As I reflect on what I do as a role model, mentor, and teacher, it's clear that, in the paradigm that Malcolm Gladwell discusses in his podcast, I have a lot more that I need to do. This deals heavily with the thorny issue of race relations and the importance of representation, so it's not a simple or easy thing to discuss or consider. To say that I come from a "predominantly white background" undersells it: according to this site, 83.4% of Utah Valley is white, with 11.1% Hispanic. Only 2.1% being "Two or More" racial category. 

The fact that I'm white (and cishet male, while we're at it) means that I'm similar to a lot of my community--and just like everyone else for the minorities that are there. I think over my classes, and, yeah, I've had a handful of Latinos throughout the years, and a small, small number of students of Native American background (I can think of three over nine years, but I could be forgetting some or not have known about others), five or six who were black, and then a smattering of sundry Asians.
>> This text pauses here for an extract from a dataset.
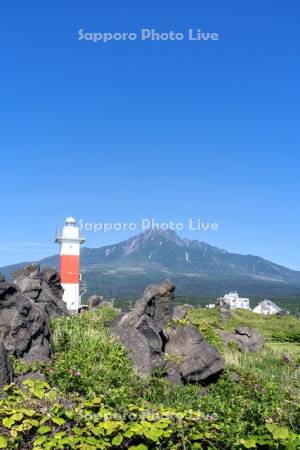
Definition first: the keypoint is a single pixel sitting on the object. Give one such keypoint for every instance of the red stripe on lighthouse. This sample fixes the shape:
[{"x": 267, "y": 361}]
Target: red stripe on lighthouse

That is normal for this area, but the concern isn't how many minority kids I teach, it's how well I reach them.

Representation Matters

I agree with the idea that representation--in fiction, in business, in education--matters. That's the whole point of being a role model, right? That you're visible to inspire others to be like you. And the growing understanding of having people who look like you in positions you aspire to is encouraging. In the case of my classroom, I'm pretty sure that I have kids who hear stories about me and my wife and aspire to have a marriage like ours. I know that my example of reading--and what I read--inspires some students to take charge of their education and branch out into books that they wouldn't normally approach. And as a white guy (the "default setting" of too much in our society), that comes across to my white students, even if they don't know it, as something that they're invited and maybe even expected to do. That is, the paradigm is already set up for them.

I can do the same for my minority students. Most of them probably don't look at my skin and think "I can't be/do that because I'm not white", but there's a high likelihood that some do--again, even if they don't know it. It's on me to extend a hand and try to push and encourage and mentor and guide them toward a better future, to help them find the success that Gladwell demonstrates is much more difficult because kids of a different race don't see themselves in the leaders of today.

Indeed, a lot of what I'm thinking about revolves around representation, which is a topic for a different essay, a different day. Nevertheless, the idea that I can--and, really, must--do better is an idea that I need to chew on some more.